Runge-Kutta-Verfahren

aus Wikipedia, der freien Enzyklopädie

Die s-stufigen Runge-Kutta-Verfahren (nach Carl Runge und Martin Wilhelm Kutta) sind Einschrittverfahren zur näherungsweisen Lösung von Anfangswertproblemen in der numerischen Mathematik. Wenn vom Runge-Kutta-Verfahren gesprochen wird, ist oft das populäre klassische Runge-Kutta-Verfahren gemeint. Dieses bildet jedoch nur einen Spezialfall dieser Familie von Verfahren.

Inhaltsverzeichnis

[Bearbeiten] Allgemeine Formulierung

Gegeben sei ein Anfangswertproblem

y'(x) = f\left(x, y(x)\right), \quad       y(0) = y_0, \quad       y \colon \R \to \R^n

mit exakter Lösung y(x). Die exakte Lösung kann im allgemeinen nicht angegeben werden, weshalb man sich mit einer Näherung η(i) an diskreten Stellen x(i) begnügt. Es gibt verschiedene Methoden zur Berechnung dieser Näherung, z.B. Einschrittverfahren oder Mehrschrittverfahren.

Die s-stufigen Runge-Kutta-Verfahren sind Einschrittverfahren der Art:

\eta^{(i+1)} = \eta^{(i)} + h^{(i)} \sum_{j=1}^s b_j k^{(i)}_j

h(i) bezeichnet die Schrittweite zwischen den aufeinanderfolgenden Stützstellen x(i) und x(i+1). Die Koeffizienten bj sind charakteristisch für das jeweilige Verfahren. Die Koeffizienten k(i)j bezeichnet man als Zwischenschritte. Sie werden bei jedem Berechnungsschritt neu berechnet:

k^{(i)}_j = f\left(x^{(i)}_j, \eta^{(i)}_j \right)

mit

x^{(i)}_j = x^{(i)} + h^{(i)} \, c_j

und

\eta^{(i)}_j = \eta^{(i)} + h^{(i)} \, \sum_{l=1}^s a_{jl} k^{(i)}_l

Die cj und ajl sind weitere für das Verfahren charakteristische Koeffizienten. Die Anzahl der Stufen s gibt an, wie viele Funktionsaufrufe pro Schritt benötigt werden.

Im Allgemeinen ist die Rekursionsformel zur Bestimmung der Zwischenschritte implizit. Gilt aber ajl = 0 für alle l \ge j so ist das Verfahren explizit.

Die Steuerung der Schrittweite h(i) ist auch von besonderem Interesse. Man kann sich leicht vorstellen, dass die Funktion in Bereichen, in denen nur geringe Änderungen zwischen η(i+1) und η(i) vorliegen, mit weniger Rechenschritten auskommt, als in solchen, wo schnelle Änderungen vorliegen.

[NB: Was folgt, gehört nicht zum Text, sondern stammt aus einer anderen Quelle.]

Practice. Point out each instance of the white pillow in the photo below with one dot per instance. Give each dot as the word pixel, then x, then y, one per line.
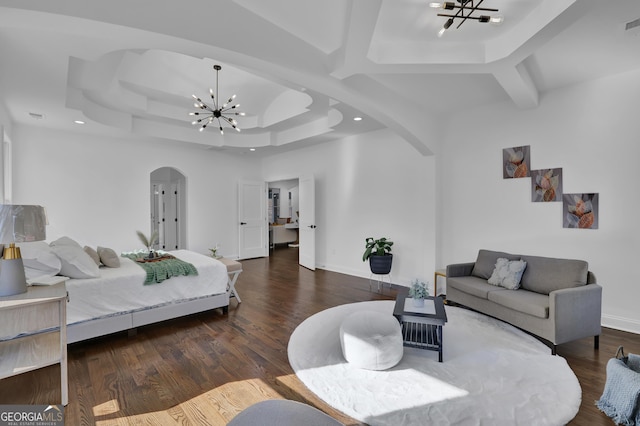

[Bearbeiten] Runge-Kutta-Tableau

Man kann die charakteristischen Koeffizienten cj, bj, ajl übersichtlich im sog. Runge-Kutta-Tableau (auch engl. Butcher array genannt) anordnen:

\begin{matrix}             c &|& A \\              -&-&- \\                  &|& b^\top    \end{matrix} \quad , \quad c = \begin{bmatrix}                  c_1 \\ \vdots \\ c_j \\ \vdots \\ c_s           \end{bmatrix} \quad , \quad     b = \begin{bmatrix}                     b_1 \\ \vdots \\ b_j \\ \vdots \\ b_s           \end{bmatrix} \quad , \quad     A = \begin{bmatrix}                     a_{11} & \dots & a_{1l} & \dots & a_{1s}\\                      \vdots & \ddots & \vdots & \ddots & \vdots\\                    a_{j1} & \dots & a_{jl} & \dots & a_{js}\\                      \vdots & \ddots & \vdots & \ddots & \vdots\\                    a_{s1} & \dots & a_{sl} & \dots & a_{ss}\\              \end{bmatrix} \quad .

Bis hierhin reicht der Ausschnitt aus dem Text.